What is a bobcat worth? There’s a few ways of thinking about that question. One answer, of course, is that a bobcat’s value is intrinsic, their lives not something to signify with a price tag. Fair enough. But for the sake of discussion, and because there’s already a market for their hides, let’s run the math: in the state of Wyoming, a bobcat is worth roughly $300 dead and up to $308,000 alive. And in that vast difference is a tension — some would call it a flaw — in the way these marvelous cats, and many other species too, are presently managed in North America.
The calculations come from a study recently published in the journal Biodiversity and Conservation. Led by Mark Elbroch, a biologist with Panthera, the wild cat conservation organization, and also featuring researchers from wildlife advocacy group Wyoming Untrapped, the researchers totaled the revenues generated in 2015-2016 from selling trapping licenses in that state — $152,000 — and divided them by 1,160 bobcats killed, then added the average sale value of pelts. The final per-bobcat value came to $315.17.

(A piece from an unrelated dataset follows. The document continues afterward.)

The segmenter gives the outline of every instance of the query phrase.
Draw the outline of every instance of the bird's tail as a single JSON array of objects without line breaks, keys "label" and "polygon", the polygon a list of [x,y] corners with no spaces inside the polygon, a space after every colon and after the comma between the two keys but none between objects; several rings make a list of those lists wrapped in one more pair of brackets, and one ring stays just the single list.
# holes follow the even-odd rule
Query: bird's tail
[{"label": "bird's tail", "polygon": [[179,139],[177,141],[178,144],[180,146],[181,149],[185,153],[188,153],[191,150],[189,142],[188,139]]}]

Then Elbroch’s team turned to the example of a bobcat living along the Madison River in Yellowstone National Park, where his predilection for hunting waterfowl made him popular among wildlife lovers. They surveyed 46 photographers who traveled to Wyoming in winter 2015-2016 and the outfitters who guided them. Between outfitters’ fees, money spent on food, lodging and travel, and revenues from selling pictures, the bobcat generated $308,105, or a thousand-fold increase from his worth as a source of fur alone.
The researchers don’t argue that every living bobcat in Wyoming is worth more than $300,000.